KONUT PROBLEMİ DERİNLEŞİYOR

Taylan BATMANSUYU

İsviçre, yemyeşil doğası, yüksek yaşam standartları ve iddialı bankacılık sistemi ile burjuvazinin en gözde ülkelerinden biri olarak bilinir. Ancak bu cazibe, son yıllarda ülkeyi sıkıntılı bir sürece sürükleyen bir sorunu da beraberinde getiriyor: Konut krizi. İsviçre Almanca konuşulan kantonlarında, özellikle Zürih, Basel, Zug ve Luzern gibi şehirlerde, konut sıkıntısı Fransızca konuşulan kantonlardaki seviyelere ulaşmış durumda.
Konut krizinin en belirgin göstergelerinden biri, kira fiyatlarının hızla artması. Elinde ev olanlar için bu durum belki avantajlı görünebilir ancak geniş emekçi halk kitleleri için ulaşılması zor bir yük haline geliyor. Bu artışın arkasında yatan temel neden ise arz ve talep dengesizliği. Ülkeye son yıllarda yapılan yoğun göç, özellikle de geçen yıl kaydedilen rekor düzeydeki 100.000 yeni göçmen, konut talebini önemli ölçüde artırdı. Ancak bu talebi karşılayacak yeni konut projelerinin sayısı az.
Bir diğer problem de, yeni konut projelerinin hayata geçirilmesinin önündeki engeller. Yirmi yılın en düşük seviyesinde olan inşaat izinleri, bürokratik engeller ve yüksek maliyetler yüzünden, potansiyel konut projeleri ya rafa kaldırılıyor ya da uzun süreler gerektirecek şekilde erteleniyor. Birçok uzmana göre çözüm, tarım arazilerinin konut inşaatına açılmasından geçiyor. Fakat bu, hem çevresel hem de politik açıdan hassas bir konu. Mevcut bina arazileri üzerinde yoğunlaşmanın yeterli olmayacağı ve mevcut zorlukların üstesinden gelmek için radikal kararlar alınması gerektiği belirtiliyor.
Sorunun çözümü kolay değil. Konu, hem yerel hem de ulusal düzeyde yoğun tartışmalara yol açıyor. Konut krizini hafifletecek adımlar atılırken, aynı zamanda çevresel dengenin korunması ve tarımsal üretimin sürdürülebilirliğini tehlikeye atmamak gerekiyor. İsviçre gibi küçük ancak nüfus yoğunluğu yüksek bir ülkede, bu dengeyi sağlamak hayati önem taşıyor.
Yüksek yaşam maliyeti ve sınırlı arazi alanıyla tanınan bu ülkede, özellikle Ukrayna’daki savaşın tetiklediği yoğun göç dalgası ve nüfus artışı, konut sıkıntısını dayanılmaz bir hale getirdi. Ev bulmak, satın almak ya da kiralamak adeta bir lüks haline geldi.

NÜFUS ARTIŞI VE GÖÇ
Son yıllarda İsviçre’nin nüfusu, özellikle de göç ile önemli ölçüde artmıştır. işgücü piyasasındaki bu artış, sermayedar sınıfın işgücü maliyetlerini düşürme ve kârlarını maksimize etme stratejisinin bir parçasıdır. Ancak, evler ve yaşam alanları sabit kaldığı için, bu artış doğrudan konut arzında bir darboğaza ve sonuç olarak kira ve konut fiyatlarında astronomik artışlara yol açmıştır.
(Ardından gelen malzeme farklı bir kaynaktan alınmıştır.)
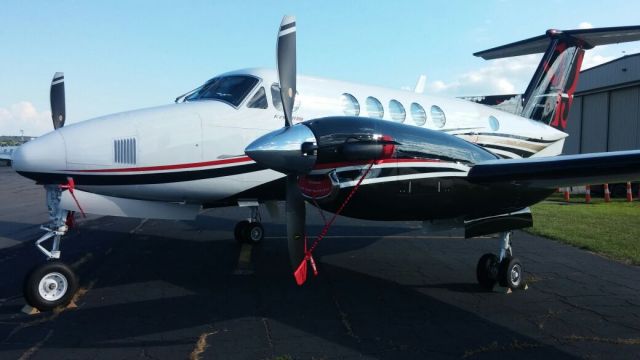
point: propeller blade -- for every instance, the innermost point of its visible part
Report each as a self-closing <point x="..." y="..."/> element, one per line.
<point x="286" y="53"/>
<point x="56" y="96"/>
<point x="296" y="217"/>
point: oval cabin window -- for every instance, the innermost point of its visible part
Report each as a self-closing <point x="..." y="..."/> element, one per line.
<point x="374" y="108"/>
<point x="397" y="111"/>
<point x="437" y="116"/>
<point x="350" y="105"/>
<point x="418" y="114"/>
<point x="494" y="123"/>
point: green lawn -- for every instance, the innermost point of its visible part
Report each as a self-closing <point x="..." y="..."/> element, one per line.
<point x="611" y="229"/>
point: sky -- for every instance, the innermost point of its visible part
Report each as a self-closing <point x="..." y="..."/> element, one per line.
<point x="121" y="55"/>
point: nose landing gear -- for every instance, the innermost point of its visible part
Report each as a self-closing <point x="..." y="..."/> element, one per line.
<point x="251" y="230"/>
<point x="505" y="269"/>
<point x="52" y="283"/>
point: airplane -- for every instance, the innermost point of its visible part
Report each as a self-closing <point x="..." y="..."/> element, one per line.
<point x="356" y="150"/>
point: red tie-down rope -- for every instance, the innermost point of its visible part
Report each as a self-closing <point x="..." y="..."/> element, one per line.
<point x="71" y="185"/>
<point x="301" y="272"/>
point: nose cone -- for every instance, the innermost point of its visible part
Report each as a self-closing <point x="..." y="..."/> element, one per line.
<point x="44" y="154"/>
<point x="290" y="150"/>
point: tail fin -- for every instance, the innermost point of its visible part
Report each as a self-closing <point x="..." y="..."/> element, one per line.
<point x="549" y="95"/>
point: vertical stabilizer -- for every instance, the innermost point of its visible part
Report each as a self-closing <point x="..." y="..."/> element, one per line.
<point x="549" y="95"/>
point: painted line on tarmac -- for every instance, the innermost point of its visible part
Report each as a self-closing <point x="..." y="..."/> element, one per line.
<point x="387" y="237"/>
<point x="137" y="228"/>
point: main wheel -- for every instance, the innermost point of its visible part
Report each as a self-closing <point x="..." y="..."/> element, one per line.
<point x="239" y="230"/>
<point x="254" y="233"/>
<point x="511" y="273"/>
<point x="50" y="285"/>
<point x="487" y="271"/>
ARAZİ VE MÜLKİYET MESELESİ
İsviçre’deki arazi kıtlığı ve yüksek konut fiyatları, kapitalist özel mülkiyet anlayışının bir sonucudur. Arazi, üretim araçlarından biri olarak, belli bir sınıfın -yani burjuvazinin- elinde toplanmıştır. Toprağın sermayedarlar tarafından kontrol edilmesi, konut üretimindeki temel motivasyonun insanların ihtiyaçları değil, maksimum kâr elde etmek olduğu anlamına gelir. Bu durum, konut krizini derinleştirirken, aynı zamanda büyük bir eşitsizliğe de yol açmaktadır.

ÇÖZÜM YOLLARI
Konut problemine kalıcı bir çözüm sunabilmek için mülkiyet anlayışını ve toplumsal üretim ilişkilerini temelden sorgulamak gerekir. Devlete ait sosyal konut projelerinin artırılması, arazi kullanımının toplumsal ihtiyaçlara göre yeniden düzenlenmesi ve konut piyasasının kamu kontrolüne alınması gibi adımlar, İsviçre gibi kapitalist ülkelerde atılması bir hayli güç olan sosyalist perspektifte çözüm yollarıdır.
Ancak, bu tür radikal değişikliklerin gerçekleşmesi, mevcut sistem içinde büyük bir mücadeleyi gerektirir. Kapitalist sisteme meydan okuyan her tür yeniden yapılanma, genellikle güçlü bir direnişle karşılaşır. Bu nedenle, İsviçre’deki konut krizinin çözümü, sosyal mücadeleler ve toplumsal bilincin gelişimi ile doğrudan ilişkilidir.
İsviçre’de yaşanan konut krizi, sadece bir ülkenin iç sorunu olarak görülmemeli, kapitalizmin yapısal çelişkilerini ve adaletsizliklerini gözler önüne seren global bir mesele olarak ele alınmalıdır. Bu bağlamda, Marksist teori, sadece analiz aracı değil, aynı zamanda daha adil bir düzenin inşası için bir kılavuzdur.